The economic impact on institutions of higher learning was equally devastating. For the first time in 70 years, the number of international students studying in the U.S. dropped a whopping 15 percent for the 2020-2021 academic year.
As travel restrictions lifted, hopeful international students still had to contend with widely varying health ordinances as they traveled from country to country. Many even found shifting requirements as they moved from city to city! In short, a lot of international students experienced confusion — even when conditions are optimal. And, that number has increased exponentially.

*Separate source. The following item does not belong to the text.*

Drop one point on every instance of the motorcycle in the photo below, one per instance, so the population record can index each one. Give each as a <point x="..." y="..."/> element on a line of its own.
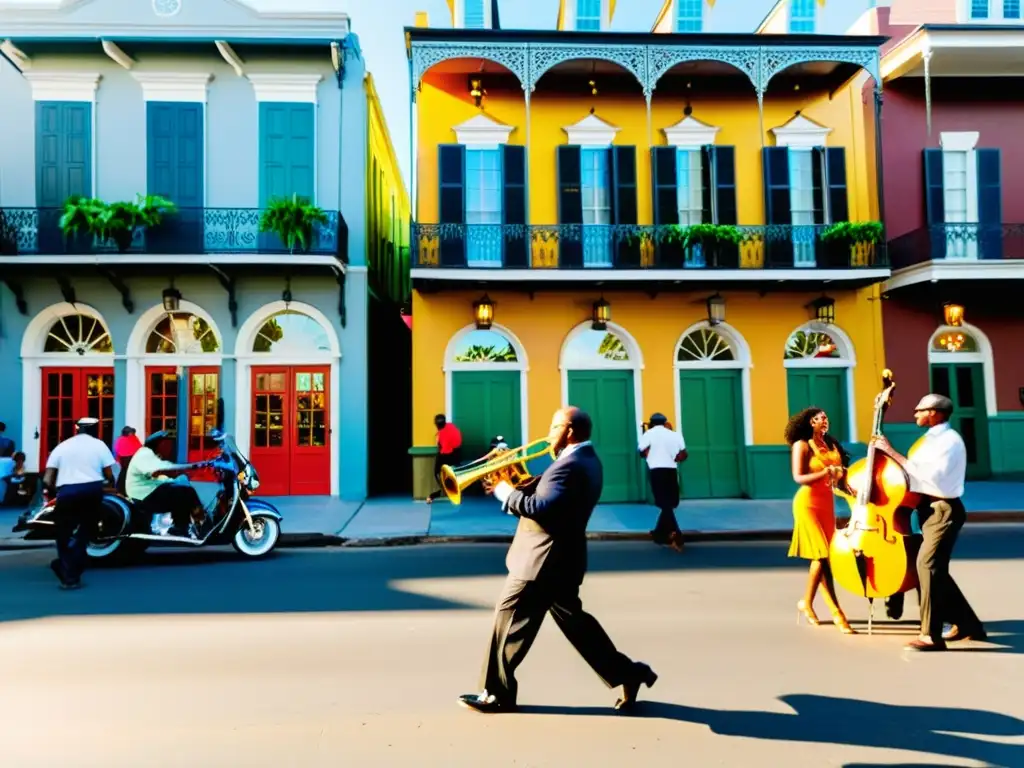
<point x="251" y="525"/>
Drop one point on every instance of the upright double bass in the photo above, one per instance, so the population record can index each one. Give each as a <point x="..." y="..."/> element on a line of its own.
<point x="875" y="555"/>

Prospective International Students Drive Demand for Niche Information
Fortunately, the outlook is getting brighter for students hoping to pursue an advanced degree in the U.S. Travel restrictions have eased up considerably. Vaccines are being widely distributed and administered. Colleges and universities, for their part, have become increasingly intentional about reaching out to their international communities and applicants.
Additionally, something of a niche market has evolved designed to help international students who are understandably confused. There is a serious need for reliable information and how-to pointers. Specifically, these are ones that simply can’t be filled by a single institution of higher learning. More than a few enterprising former international students have jumped into the fray to share their own experiences. They did this to help others avoid experiencing the same level of frustration.
Overcoming the Challenges
As just one example, Soundarya Balasubramani is the author of Admitted: The Missing Guide To Craft a Winning Application and Study Abroad. Not content to merely write and market a book and leave it at that, Soundarya seeks to help would-be international students navigate this unique process by hosting both a blog and YouTube channel that shares strategies on succeeding in their careers. These supporting resources have numerous views, and her YouTube channel alone has garnered more than 22,000 subscribers. In her spare time, she also facilitates a successful course on productivity and mindful planning, which has an impressive waitlist.

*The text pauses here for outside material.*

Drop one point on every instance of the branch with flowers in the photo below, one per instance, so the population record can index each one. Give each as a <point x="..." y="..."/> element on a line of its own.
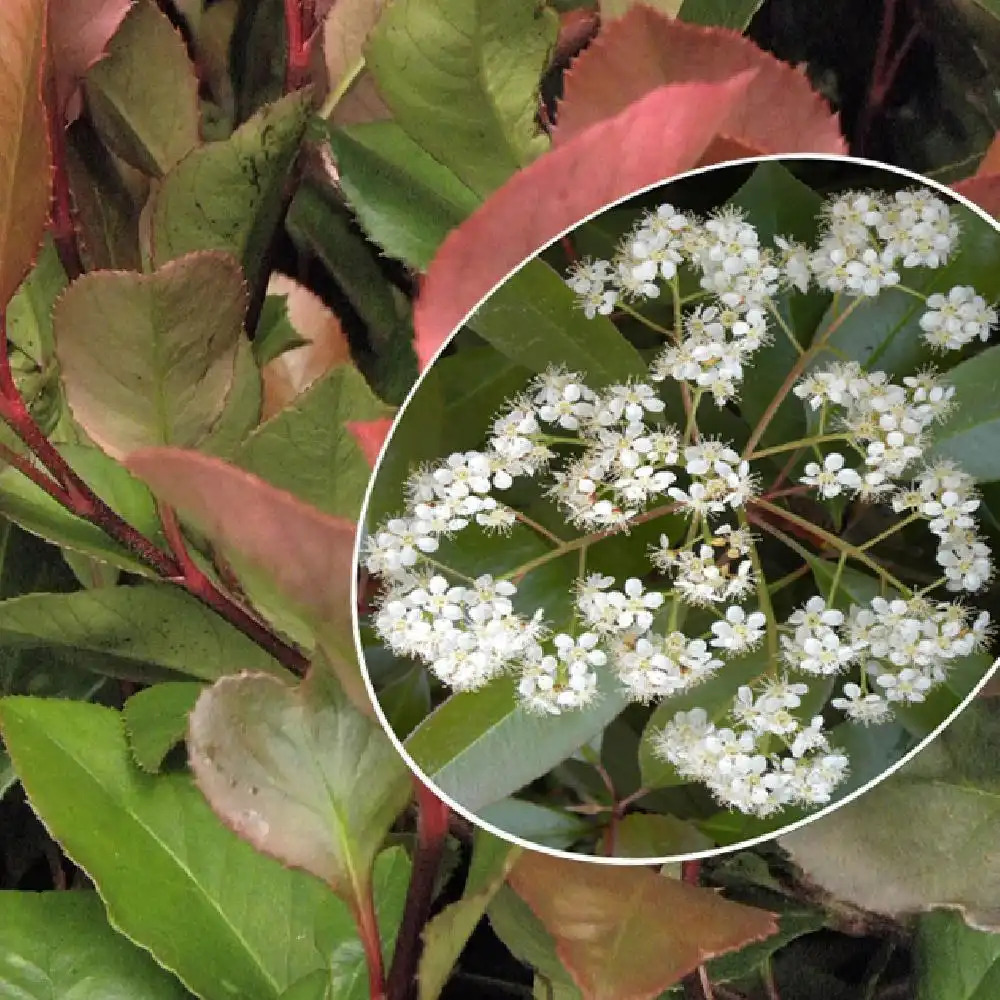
<point x="577" y="463"/>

According to Soundarya, a graduate of Columbia University, the road to studying in the U.S. can be strewn with potholes. But, they’re easy to navigate once you know what you’re doing and how to systematize your academic quest. Her book walks international applicants through the ins and outs of shortlisting likely institutions. It also walks them through writing an SOP, preparing for interviews with Admissions personnel, and more. Everyone who purchases her book also receives an invitation to a private Slack community with more than 1,200 current members. Here, they can meet other aspirants to create a sense of community as they go through the application process. The net effect is to throw some light on a rewarding educational experience by minimizing the pesky details wherever possible.
Schools Scaling Outreach Efforts…But Will They Be Enough?
According to the Institute of International Education, there may be some cause for guarded optimism that the number of international students living and studying in the U.S. will rebound. Recently the IIE issued a report indicating there are some strong signals that colleges and universities are scaling their outreach efforts and the number of international applicants is once again on the rise.
Of course, they need to overcome many remaining obstacles. These include the increasingly difficult paper chase involved with obtaining a visa, residual health fears on both sides of the process, and the near-constant fluctuation in local health ordinances, vaccination and booster requirements, and enforced travel restrictions. Ask anyone working in the Admissions department of a college or university with a history of hosting international students and they will be quick to tell you that higher education stands at a crossroads and no one can say with absolute certainty how things will ultimately shake out.
Of course, online education has rushed in to fill the void, but not everyone wants to earn their degree over the internet. There are many reasons students in every country seek to study abroad, even if it’s just for a semester or two. One primary reason is to round out their education by taking in the sights, sounds, and culture of another country. Online universities can certainly meet the need for degrees and certifications. However, everyone recognizes that digital education cannot provide the added extras and educational experience of studying abroad.
For now, enhancing outreach efforts to international applicants seems like the safest bet for colleges and universities. It’s likely too soon to tell if the COVID-19 damage to international enrollment signals the beginning of a years-long slide. So, it only makes sense that institutions do what they can to assuage fears and get more proactive with informational resources. And, they can also keep close tabs on local, state, and federal regulations.